Saplantı dolu bir ses, neredeyse sadistçe bir yoğunlukta.

Sonunda, Seo Eun-hyun daha fazla dayanamayarak önündeki varlığa bakar.

Kwaduduk!

Seo Eun-hyun'un vücudundan her türden bıçak fışkırır ve onu yutmaya başlar.

Ama o duraksamaz; doğrudan varlığa bakar.

Bu büyük varlıkla yüzleşmekten acı çekmek anlamına gelse bile, söylenmesi gerekeni söylemeye kararlıdır.

[Özür dilerim, ama.]

Varlığın sözlerini keserek alçak sesle, güçlü bir bildiri yayınlar.

[Kılıç zaten benim. Bu nedenle, beni kırmadıkça kılıcımı kıramazsınız. Ve... ben sadece kendimden oluşmadığım için, sadece beni asla kıramayacaksınız!]

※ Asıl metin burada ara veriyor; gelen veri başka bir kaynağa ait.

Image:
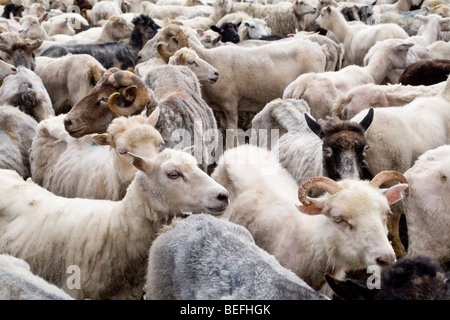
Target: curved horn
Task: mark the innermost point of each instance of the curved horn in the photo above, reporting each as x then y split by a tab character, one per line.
160	47
128	79
365	123
388	175
322	183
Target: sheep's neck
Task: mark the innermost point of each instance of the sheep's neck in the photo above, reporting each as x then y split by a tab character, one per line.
403	5
379	67
340	28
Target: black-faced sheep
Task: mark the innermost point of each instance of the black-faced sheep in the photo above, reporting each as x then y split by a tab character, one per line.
406	279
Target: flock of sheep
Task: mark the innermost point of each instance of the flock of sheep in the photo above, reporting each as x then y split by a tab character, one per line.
195	149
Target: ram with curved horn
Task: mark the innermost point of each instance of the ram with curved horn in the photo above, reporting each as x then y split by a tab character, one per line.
117	93
344	229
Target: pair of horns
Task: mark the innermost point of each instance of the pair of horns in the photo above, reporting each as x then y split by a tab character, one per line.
331	186
134	87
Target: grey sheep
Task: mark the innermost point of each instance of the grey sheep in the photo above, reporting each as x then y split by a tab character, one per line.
203	257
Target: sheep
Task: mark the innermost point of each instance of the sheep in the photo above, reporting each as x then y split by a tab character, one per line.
426	72
380	96
112	54
17	130
399	135
12	10
406	279
282	18
115	29
439	49
383	57
6	69
306	148
427	215
69	78
277	63
99	163
205	72
26	91
17	282
64	24
185	116
174	11
223	263
399	5
103	10
16	51
357	38
107	241
405	19
253	29
263	197
228	32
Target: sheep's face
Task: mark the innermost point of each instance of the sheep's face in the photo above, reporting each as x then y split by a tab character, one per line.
356	222
176	184
205	72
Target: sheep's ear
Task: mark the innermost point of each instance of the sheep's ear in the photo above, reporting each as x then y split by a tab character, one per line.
403	46
314	208
314	126
365	123
142	164
153	117
103	139
395	193
189	150
214	28
349	289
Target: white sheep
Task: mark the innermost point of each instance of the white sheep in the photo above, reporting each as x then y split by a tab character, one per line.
275	65
26	91
399	135
17	282
17	130
439	49
357	38
104	242
205	72
323	90
373	95
103	10
69	78
427	207
343	230
282	18
94	166
6	69
223	263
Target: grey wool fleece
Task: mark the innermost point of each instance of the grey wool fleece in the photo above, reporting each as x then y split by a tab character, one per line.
208	258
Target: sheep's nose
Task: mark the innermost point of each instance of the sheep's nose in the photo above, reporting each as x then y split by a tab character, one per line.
223	197
67	123
385	260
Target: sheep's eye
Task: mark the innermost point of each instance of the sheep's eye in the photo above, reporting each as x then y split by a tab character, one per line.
173	174
337	219
327	152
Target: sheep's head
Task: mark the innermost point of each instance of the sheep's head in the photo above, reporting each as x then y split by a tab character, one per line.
357	212
205	72
135	134
20	53
303	7
175	183
344	145
117	93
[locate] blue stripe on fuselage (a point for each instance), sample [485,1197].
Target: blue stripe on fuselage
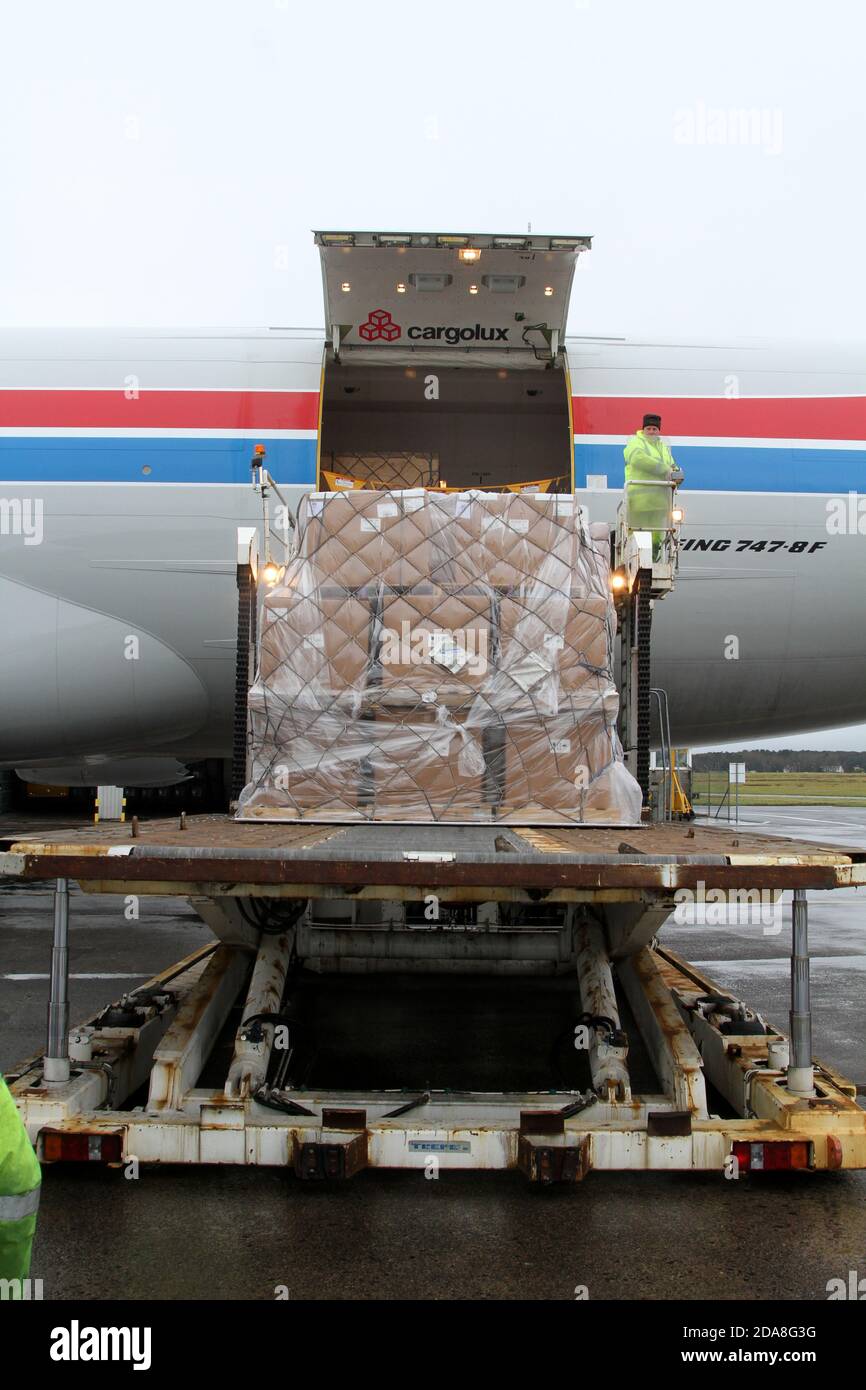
[61,459]
[740,467]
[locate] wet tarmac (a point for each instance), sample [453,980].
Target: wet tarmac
[225,1233]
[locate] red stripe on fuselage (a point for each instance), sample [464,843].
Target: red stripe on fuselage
[768,417]
[161,409]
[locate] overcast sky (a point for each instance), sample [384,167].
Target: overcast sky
[164,163]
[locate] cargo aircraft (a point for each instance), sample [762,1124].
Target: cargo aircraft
[125,473]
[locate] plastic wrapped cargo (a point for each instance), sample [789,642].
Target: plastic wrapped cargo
[439,656]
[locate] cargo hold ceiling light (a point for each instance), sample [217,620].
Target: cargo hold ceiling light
[428,282]
[503,284]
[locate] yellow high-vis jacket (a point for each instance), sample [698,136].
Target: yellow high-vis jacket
[648,459]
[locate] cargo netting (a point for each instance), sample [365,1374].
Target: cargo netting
[439,656]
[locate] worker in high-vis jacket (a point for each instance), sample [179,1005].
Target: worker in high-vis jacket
[20,1179]
[649,460]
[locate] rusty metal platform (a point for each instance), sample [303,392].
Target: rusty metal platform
[223,856]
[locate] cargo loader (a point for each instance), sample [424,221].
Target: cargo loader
[241,1054]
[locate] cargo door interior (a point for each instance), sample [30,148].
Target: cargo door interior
[445,363]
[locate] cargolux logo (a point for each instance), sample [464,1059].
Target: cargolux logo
[380,325]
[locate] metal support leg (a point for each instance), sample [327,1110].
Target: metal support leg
[57,1051]
[253,1043]
[801,1076]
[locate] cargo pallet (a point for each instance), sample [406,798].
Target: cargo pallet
[731,1093]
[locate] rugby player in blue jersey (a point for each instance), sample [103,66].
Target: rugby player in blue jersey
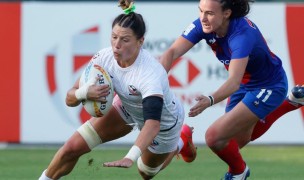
[256,84]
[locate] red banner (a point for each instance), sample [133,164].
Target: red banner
[295,36]
[10,71]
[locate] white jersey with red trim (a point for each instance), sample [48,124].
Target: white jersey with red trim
[145,77]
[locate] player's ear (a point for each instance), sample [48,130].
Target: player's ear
[227,13]
[141,41]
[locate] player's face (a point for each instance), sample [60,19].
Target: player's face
[125,45]
[213,18]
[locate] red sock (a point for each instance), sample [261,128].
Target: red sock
[262,126]
[231,155]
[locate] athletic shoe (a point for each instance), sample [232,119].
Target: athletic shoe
[297,95]
[243,176]
[188,151]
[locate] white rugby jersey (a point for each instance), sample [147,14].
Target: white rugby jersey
[145,77]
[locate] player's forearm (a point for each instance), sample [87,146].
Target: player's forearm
[147,134]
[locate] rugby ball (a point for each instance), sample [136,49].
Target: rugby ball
[95,108]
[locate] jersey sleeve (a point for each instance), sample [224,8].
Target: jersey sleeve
[194,32]
[242,42]
[153,82]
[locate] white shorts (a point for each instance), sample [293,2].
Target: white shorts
[165,141]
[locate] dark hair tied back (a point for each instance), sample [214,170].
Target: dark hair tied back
[239,8]
[130,19]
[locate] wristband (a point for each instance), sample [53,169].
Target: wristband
[81,93]
[211,98]
[134,153]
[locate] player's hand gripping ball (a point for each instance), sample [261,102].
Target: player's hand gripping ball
[96,108]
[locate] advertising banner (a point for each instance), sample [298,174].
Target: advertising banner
[58,39]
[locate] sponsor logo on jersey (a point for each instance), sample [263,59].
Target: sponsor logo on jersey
[133,91]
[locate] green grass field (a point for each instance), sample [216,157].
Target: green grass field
[265,162]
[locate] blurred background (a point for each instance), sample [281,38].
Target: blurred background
[45,46]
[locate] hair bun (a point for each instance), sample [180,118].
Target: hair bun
[125,4]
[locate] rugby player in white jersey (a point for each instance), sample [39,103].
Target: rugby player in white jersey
[144,99]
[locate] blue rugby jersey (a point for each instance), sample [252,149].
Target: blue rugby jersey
[264,68]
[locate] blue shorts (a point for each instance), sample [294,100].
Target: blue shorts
[260,101]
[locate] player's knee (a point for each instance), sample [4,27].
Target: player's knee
[89,134]
[147,171]
[210,138]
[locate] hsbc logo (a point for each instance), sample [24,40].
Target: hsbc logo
[183,72]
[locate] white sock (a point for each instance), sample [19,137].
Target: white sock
[180,144]
[44,177]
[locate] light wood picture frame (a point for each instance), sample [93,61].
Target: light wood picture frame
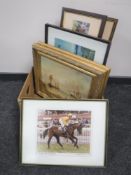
[55,78]
[102,72]
[39,148]
[84,22]
[94,49]
[109,29]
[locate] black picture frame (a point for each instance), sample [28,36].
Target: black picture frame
[80,37]
[84,14]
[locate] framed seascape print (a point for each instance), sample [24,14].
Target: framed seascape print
[58,79]
[109,29]
[101,71]
[85,46]
[84,22]
[81,143]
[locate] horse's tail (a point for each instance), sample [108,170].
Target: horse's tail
[45,132]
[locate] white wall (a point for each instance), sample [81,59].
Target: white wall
[22,24]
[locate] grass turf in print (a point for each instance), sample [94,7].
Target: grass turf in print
[75,49]
[51,138]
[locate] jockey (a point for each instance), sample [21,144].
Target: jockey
[64,121]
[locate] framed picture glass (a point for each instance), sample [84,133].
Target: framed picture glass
[84,22]
[109,29]
[100,71]
[85,46]
[58,79]
[80,142]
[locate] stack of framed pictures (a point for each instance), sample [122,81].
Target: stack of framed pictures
[62,75]
[69,77]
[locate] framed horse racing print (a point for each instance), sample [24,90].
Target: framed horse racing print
[44,142]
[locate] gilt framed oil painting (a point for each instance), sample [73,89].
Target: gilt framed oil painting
[64,132]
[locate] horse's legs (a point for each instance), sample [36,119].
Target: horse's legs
[58,140]
[49,139]
[76,141]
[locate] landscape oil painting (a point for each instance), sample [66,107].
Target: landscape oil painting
[75,49]
[51,138]
[59,80]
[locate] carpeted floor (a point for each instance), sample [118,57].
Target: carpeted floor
[119,135]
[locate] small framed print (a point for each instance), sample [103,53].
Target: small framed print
[109,29]
[58,79]
[85,46]
[83,22]
[44,142]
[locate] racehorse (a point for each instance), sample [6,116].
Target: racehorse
[56,132]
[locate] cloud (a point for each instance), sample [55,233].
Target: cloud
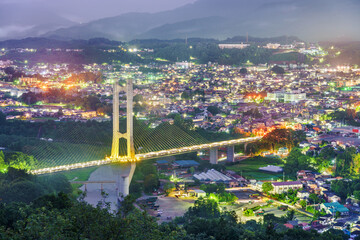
[13,30]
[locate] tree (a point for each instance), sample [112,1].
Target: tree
[278,70]
[267,187]
[303,204]
[213,110]
[138,98]
[357,194]
[314,198]
[2,118]
[168,187]
[150,183]
[3,165]
[243,71]
[186,96]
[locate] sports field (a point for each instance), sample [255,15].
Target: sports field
[249,168]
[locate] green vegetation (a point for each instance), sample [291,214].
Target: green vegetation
[16,160]
[56,216]
[267,187]
[275,140]
[17,186]
[287,197]
[217,192]
[250,168]
[278,70]
[346,189]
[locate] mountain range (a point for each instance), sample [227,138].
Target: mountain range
[312,20]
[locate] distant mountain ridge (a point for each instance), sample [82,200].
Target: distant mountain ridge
[41,42]
[220,19]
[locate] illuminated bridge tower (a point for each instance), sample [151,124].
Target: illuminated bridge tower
[123,171]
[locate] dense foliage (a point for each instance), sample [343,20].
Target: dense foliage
[17,186]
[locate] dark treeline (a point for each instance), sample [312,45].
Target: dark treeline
[56,216]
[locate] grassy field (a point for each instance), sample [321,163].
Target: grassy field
[82,174]
[250,168]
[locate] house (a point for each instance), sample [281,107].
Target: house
[331,197]
[303,194]
[339,225]
[163,164]
[333,207]
[197,193]
[305,174]
[280,187]
[186,163]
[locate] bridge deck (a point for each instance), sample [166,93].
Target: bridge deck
[144,156]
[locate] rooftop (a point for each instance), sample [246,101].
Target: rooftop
[287,183]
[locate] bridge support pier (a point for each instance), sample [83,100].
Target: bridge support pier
[214,155]
[230,154]
[124,174]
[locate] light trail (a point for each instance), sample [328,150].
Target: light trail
[143,156]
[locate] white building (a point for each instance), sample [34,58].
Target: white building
[280,187]
[286,97]
[234,45]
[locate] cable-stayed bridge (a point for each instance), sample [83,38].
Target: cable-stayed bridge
[137,143]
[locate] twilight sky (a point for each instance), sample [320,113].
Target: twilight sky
[311,19]
[87,10]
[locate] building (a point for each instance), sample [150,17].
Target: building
[303,194]
[333,207]
[185,163]
[234,45]
[272,45]
[212,176]
[197,193]
[286,96]
[280,187]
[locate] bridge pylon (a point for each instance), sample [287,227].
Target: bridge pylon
[125,171]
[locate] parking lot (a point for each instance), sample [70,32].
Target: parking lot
[170,207]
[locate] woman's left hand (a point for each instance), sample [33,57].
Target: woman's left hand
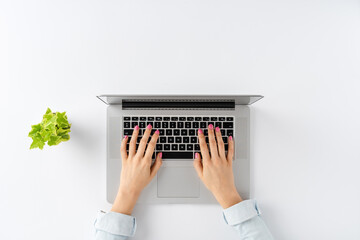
[136,170]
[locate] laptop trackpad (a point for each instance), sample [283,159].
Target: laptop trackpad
[178,182]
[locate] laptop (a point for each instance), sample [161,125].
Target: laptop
[178,117]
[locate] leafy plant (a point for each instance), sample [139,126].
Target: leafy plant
[53,129]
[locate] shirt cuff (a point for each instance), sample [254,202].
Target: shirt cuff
[116,223]
[241,212]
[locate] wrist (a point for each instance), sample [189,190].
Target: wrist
[229,199]
[125,202]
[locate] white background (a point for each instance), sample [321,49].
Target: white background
[304,56]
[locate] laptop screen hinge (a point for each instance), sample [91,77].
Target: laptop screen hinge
[213,104]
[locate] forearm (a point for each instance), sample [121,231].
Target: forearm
[245,218]
[114,226]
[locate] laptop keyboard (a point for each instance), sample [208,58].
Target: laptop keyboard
[178,134]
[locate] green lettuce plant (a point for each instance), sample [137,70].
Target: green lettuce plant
[53,129]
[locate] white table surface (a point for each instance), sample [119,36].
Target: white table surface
[303,56]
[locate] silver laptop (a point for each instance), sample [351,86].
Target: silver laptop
[178,117]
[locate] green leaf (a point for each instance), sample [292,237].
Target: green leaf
[53,129]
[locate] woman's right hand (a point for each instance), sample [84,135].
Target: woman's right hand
[216,171]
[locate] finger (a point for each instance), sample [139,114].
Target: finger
[220,142]
[132,147]
[151,146]
[143,141]
[156,166]
[123,148]
[198,165]
[212,141]
[230,155]
[203,146]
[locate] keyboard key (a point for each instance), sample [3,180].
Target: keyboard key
[183,132]
[228,125]
[133,124]
[177,155]
[128,132]
[126,124]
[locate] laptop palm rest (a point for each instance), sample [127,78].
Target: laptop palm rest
[178,182]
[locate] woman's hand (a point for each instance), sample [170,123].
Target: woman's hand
[136,170]
[216,171]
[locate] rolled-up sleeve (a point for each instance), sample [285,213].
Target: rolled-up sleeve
[114,226]
[245,218]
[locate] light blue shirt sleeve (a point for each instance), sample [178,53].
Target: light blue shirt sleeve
[245,218]
[114,226]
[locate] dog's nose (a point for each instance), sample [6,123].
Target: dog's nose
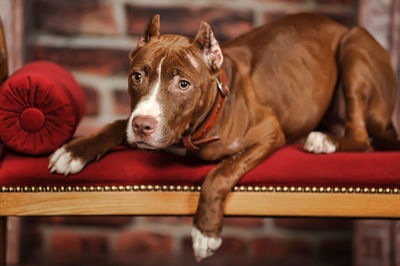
[144,125]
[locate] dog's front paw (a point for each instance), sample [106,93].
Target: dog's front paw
[204,246]
[63,162]
[318,142]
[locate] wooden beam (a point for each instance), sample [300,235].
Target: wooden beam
[185,203]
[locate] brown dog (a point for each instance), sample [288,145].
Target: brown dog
[281,78]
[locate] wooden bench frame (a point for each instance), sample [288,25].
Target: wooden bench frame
[177,200]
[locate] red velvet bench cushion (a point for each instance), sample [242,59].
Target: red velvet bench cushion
[287,169]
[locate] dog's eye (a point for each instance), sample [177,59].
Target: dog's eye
[137,77]
[184,85]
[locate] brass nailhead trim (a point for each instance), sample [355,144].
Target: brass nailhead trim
[292,189]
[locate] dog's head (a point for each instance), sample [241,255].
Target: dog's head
[171,84]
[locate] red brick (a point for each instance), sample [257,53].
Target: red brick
[92,101]
[336,251]
[226,23]
[121,102]
[70,242]
[249,222]
[274,247]
[347,19]
[372,242]
[234,246]
[108,221]
[313,223]
[74,17]
[99,61]
[143,242]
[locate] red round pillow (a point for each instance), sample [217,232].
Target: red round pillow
[40,107]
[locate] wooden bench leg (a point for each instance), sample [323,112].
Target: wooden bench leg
[3,240]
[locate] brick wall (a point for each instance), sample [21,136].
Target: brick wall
[93,39]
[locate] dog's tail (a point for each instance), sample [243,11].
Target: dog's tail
[387,141]
[3,55]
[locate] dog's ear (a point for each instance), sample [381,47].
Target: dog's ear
[206,41]
[153,30]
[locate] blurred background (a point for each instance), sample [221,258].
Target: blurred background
[92,38]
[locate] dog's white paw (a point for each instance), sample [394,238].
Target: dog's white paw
[204,246]
[318,142]
[62,162]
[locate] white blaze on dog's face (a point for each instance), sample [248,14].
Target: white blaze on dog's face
[171,84]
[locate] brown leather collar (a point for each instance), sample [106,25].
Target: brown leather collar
[196,139]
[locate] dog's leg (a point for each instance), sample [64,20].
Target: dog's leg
[72,157]
[219,182]
[369,86]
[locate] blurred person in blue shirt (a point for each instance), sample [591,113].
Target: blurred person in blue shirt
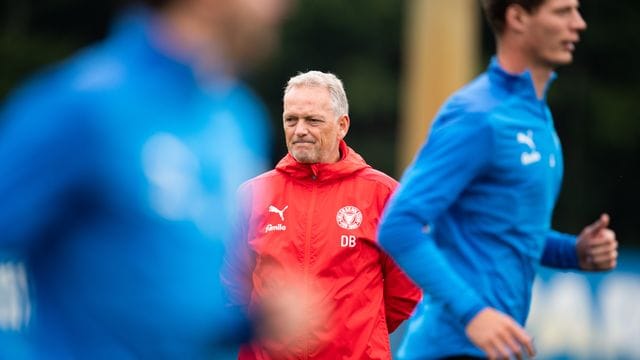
[118,170]
[472,216]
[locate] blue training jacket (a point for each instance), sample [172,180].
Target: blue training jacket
[472,215]
[118,171]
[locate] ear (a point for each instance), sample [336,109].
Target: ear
[516,18]
[343,126]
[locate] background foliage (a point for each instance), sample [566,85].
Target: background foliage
[594,100]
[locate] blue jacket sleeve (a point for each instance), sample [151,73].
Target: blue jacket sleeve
[454,154]
[43,150]
[560,251]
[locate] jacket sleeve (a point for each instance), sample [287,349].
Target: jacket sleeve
[454,155]
[560,251]
[239,261]
[47,151]
[401,295]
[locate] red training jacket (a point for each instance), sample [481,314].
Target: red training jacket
[316,224]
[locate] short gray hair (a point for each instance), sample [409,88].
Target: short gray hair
[329,81]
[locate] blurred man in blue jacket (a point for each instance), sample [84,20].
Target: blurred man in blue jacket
[472,216]
[118,169]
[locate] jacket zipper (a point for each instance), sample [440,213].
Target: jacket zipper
[307,250]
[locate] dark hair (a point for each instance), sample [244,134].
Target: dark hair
[495,10]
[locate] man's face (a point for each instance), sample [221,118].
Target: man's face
[552,31]
[312,129]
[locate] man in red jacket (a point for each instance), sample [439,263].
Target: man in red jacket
[309,226]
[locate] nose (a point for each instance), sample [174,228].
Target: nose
[300,129]
[578,22]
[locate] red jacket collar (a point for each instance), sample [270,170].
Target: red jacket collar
[349,163]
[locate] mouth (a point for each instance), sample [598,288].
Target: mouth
[301,142]
[569,45]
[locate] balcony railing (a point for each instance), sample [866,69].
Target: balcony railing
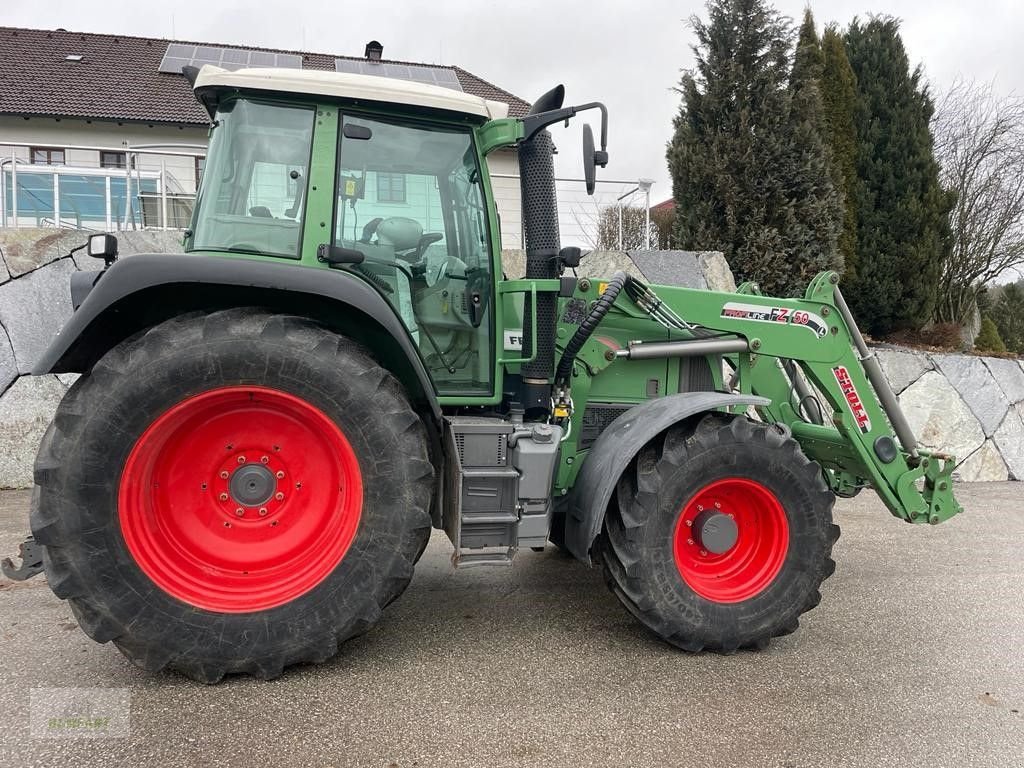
[155,189]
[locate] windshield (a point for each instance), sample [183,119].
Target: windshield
[252,197]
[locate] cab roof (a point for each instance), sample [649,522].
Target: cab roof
[350,87]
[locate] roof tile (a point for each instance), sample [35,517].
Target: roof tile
[118,78]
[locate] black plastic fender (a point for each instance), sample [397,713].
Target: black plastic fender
[617,445]
[141,290]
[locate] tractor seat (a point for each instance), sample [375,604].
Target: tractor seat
[400,232]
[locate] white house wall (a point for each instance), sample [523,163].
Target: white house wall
[504,165]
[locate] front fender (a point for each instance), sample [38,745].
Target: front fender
[139,291]
[617,445]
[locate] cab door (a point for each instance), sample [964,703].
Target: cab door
[410,198]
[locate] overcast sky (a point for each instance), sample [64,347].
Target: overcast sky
[629,58]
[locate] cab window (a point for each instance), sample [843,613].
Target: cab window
[252,196]
[410,199]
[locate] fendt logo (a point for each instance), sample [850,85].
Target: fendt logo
[852,397]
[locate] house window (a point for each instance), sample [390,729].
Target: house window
[41,156]
[113,160]
[390,187]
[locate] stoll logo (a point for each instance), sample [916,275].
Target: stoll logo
[850,392]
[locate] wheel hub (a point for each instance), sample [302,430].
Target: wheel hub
[240,499]
[730,540]
[252,484]
[715,531]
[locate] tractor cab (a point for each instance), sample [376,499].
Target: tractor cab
[397,195]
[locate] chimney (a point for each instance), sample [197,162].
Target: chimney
[374,51]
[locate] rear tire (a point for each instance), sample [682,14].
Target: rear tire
[132,477]
[754,589]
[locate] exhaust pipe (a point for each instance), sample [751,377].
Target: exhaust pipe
[540,218]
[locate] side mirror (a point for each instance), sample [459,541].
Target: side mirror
[103,247]
[591,159]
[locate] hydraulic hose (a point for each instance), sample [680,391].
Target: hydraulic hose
[587,328]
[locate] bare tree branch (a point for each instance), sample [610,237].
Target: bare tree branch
[979,140]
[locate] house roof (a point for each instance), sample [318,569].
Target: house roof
[118,78]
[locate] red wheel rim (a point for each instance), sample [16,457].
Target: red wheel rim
[762,540]
[240,499]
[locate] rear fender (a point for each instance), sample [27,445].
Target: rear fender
[619,445]
[140,291]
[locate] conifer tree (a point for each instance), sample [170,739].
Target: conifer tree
[750,174]
[839,95]
[902,211]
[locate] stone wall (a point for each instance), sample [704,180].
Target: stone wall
[35,302]
[973,407]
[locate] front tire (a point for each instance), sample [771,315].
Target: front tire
[224,494]
[720,535]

Bu sözler üzerine gümüş-beyaz varlık, sadist bir zevkle dolu devasa yüzünü Seo Eun-hyun'a yaklaştırır.

Seo Eun-hyun tam önünde yaklaşan galaktik bir kümeye benzer bir şeyin baskısını hissediyor.

: : O halde, senin için değerli olan şeyi parçalayıp gözlerinin önünde ezmeye ve bunu yüz milyarlarca kez tekrarlamaya ne dersin?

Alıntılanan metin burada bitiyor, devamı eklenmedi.